The Collinearity of Feet of Perpendiculars to Bisectors - pending

Also known as:
The Midline Property of Angle Bisectors

Here is the statement:
When you drop perpendiculars from a vertex to the internal and external bisectors of the other two angles, the four feet always lie on a single straight line (the midline of the triangle).


Proof:
Internal angle bisector of B is the line which sits midway between AB and BC.
AB reflected in this will overlap with BC.
If you take A's reflection in this which maps to A', A' will lie somewhere on BC.
And the internal bisector of B will be the perpendicular bisector of AA'.
Let Q be the midpoint of AA'.
Similarly A'' is A's reflection in angle B's external bisector. A'' will lie on BC.
We can again show that if AA'' has P as its midpoint then BP is the perpendicular bisector AA''.
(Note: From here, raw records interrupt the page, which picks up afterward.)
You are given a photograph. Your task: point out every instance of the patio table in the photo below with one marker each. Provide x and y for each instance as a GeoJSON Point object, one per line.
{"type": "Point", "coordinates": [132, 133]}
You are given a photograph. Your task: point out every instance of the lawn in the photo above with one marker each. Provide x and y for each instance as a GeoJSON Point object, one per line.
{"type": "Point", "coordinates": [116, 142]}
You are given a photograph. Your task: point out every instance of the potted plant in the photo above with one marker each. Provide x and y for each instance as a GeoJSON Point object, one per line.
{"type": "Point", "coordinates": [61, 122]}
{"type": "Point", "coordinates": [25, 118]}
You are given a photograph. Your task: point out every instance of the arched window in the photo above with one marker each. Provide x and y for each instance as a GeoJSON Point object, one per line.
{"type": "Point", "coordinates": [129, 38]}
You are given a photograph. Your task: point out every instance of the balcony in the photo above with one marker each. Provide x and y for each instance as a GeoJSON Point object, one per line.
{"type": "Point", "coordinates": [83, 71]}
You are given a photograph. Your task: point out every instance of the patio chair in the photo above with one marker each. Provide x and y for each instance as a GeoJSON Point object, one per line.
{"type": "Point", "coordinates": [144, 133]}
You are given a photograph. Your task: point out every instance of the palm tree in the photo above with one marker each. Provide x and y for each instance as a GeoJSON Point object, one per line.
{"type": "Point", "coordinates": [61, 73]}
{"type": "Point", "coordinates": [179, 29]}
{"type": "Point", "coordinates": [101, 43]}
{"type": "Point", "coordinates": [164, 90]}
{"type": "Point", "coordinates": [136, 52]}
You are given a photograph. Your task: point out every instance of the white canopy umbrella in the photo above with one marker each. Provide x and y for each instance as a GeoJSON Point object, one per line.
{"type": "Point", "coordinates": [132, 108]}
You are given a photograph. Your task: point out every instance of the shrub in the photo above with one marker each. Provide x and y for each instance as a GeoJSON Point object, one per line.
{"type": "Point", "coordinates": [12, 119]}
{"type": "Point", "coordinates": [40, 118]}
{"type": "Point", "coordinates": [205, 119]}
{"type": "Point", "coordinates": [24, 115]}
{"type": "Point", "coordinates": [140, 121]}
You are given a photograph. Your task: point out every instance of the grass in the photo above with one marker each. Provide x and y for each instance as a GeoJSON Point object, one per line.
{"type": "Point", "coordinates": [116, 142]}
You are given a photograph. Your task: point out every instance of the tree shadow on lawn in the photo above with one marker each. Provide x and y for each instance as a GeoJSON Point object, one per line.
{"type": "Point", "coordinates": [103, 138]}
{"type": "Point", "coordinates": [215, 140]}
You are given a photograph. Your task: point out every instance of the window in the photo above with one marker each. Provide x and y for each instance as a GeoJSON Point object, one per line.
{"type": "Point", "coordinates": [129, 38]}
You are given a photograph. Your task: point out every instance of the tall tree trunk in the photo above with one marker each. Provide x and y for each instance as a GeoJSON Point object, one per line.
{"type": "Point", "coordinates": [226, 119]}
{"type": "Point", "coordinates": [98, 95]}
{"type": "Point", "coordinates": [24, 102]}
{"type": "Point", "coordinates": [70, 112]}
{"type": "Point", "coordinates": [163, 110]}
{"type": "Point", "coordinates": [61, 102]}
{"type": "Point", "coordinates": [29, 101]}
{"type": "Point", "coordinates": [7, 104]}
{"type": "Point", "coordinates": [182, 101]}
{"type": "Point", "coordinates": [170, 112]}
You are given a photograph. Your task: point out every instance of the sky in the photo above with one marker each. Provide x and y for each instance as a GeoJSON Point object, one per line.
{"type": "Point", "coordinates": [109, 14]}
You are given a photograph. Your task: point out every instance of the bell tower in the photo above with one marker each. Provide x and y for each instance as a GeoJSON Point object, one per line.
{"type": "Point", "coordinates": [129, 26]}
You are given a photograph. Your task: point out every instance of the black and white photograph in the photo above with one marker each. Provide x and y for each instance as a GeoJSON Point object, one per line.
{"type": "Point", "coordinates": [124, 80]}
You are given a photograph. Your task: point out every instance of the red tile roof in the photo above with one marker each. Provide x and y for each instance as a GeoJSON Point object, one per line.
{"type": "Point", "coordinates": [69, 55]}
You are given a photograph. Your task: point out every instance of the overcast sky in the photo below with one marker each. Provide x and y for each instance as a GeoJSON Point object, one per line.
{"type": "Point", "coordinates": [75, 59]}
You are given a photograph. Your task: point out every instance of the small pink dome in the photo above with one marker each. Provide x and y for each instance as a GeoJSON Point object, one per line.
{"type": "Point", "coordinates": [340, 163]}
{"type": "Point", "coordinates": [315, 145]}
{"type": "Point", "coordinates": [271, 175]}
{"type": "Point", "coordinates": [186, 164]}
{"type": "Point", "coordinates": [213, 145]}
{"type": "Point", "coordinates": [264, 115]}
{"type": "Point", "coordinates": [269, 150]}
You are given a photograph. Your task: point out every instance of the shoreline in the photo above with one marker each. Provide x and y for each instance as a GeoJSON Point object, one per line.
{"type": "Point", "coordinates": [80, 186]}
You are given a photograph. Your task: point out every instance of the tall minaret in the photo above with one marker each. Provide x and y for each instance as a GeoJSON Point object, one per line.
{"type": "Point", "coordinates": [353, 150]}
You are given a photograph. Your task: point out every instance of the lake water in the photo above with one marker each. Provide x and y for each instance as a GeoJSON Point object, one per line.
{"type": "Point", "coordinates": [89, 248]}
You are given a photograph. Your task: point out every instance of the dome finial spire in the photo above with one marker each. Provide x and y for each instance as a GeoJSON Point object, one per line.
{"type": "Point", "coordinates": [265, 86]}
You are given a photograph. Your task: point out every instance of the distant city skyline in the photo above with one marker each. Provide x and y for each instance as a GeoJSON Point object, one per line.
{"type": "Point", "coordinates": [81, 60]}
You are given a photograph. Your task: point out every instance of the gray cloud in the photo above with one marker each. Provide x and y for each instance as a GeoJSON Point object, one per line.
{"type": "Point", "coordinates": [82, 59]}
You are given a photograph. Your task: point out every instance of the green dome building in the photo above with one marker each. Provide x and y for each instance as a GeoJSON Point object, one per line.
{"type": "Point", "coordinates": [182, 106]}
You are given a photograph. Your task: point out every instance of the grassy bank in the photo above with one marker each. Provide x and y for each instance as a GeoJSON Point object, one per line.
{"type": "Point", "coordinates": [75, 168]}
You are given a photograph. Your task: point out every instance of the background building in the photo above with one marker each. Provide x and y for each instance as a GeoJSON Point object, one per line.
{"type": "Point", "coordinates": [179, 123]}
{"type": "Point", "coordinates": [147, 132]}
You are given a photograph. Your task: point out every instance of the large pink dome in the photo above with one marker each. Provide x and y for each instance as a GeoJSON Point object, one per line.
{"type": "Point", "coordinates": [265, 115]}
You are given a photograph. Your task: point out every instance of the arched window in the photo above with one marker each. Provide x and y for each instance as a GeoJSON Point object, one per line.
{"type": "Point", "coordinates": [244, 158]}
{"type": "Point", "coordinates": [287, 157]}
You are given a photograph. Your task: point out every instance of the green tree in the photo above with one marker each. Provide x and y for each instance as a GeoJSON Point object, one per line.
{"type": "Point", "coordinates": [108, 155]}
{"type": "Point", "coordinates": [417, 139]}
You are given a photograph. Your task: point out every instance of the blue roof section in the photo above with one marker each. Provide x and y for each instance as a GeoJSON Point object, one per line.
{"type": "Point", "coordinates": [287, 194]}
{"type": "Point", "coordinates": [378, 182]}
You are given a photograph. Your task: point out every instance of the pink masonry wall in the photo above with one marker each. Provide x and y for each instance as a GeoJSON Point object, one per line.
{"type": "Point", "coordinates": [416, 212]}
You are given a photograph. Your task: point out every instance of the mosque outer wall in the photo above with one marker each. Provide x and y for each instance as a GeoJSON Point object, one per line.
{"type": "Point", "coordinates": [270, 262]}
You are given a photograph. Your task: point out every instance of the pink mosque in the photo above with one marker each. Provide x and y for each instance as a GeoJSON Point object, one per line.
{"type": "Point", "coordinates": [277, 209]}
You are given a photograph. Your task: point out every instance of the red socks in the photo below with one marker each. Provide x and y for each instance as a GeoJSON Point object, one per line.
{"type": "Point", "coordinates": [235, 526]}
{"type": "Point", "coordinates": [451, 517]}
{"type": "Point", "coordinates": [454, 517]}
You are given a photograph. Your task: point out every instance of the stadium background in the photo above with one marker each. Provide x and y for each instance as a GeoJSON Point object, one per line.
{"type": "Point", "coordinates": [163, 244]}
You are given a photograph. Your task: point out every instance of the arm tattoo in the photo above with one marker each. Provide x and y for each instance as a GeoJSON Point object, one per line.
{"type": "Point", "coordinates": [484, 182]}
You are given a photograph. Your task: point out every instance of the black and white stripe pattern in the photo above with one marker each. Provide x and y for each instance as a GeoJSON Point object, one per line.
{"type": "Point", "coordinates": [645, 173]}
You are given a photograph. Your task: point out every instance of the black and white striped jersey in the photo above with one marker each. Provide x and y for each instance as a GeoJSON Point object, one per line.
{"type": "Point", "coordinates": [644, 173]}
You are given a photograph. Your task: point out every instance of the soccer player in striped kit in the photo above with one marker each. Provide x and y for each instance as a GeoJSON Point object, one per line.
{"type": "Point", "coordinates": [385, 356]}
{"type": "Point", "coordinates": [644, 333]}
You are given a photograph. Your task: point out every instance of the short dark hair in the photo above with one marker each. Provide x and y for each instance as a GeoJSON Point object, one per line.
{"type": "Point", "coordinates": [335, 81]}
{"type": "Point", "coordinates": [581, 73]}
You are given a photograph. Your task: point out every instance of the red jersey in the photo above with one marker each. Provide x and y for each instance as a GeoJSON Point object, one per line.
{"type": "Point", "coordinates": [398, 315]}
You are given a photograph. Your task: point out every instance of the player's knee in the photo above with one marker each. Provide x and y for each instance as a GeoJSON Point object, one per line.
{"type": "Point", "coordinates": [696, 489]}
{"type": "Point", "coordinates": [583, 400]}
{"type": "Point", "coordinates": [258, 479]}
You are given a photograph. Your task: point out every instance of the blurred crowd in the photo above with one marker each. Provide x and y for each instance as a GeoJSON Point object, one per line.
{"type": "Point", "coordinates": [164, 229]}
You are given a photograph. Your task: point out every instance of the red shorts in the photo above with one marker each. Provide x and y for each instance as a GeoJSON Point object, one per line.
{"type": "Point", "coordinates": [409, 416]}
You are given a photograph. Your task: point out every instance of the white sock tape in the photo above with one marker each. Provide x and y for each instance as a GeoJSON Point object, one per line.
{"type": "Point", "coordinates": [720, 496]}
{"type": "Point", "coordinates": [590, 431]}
Let B be (0,0). A' = (x1,0), A'' = (x2,0), A = (x1,y1)
y co-ordinates of P and Q will be same  = y1/2
Midpoints of AB and AC will also have the same y co-ordinate.

So P,Q and midpoints of AB,AC are colinear and parallel to BC.

Same goes for A's reflection in C's internal/external bisectors.

So feet of perpendiculars from A to B,C 's angle bisectors are colinear and parallel to BC.
H.P.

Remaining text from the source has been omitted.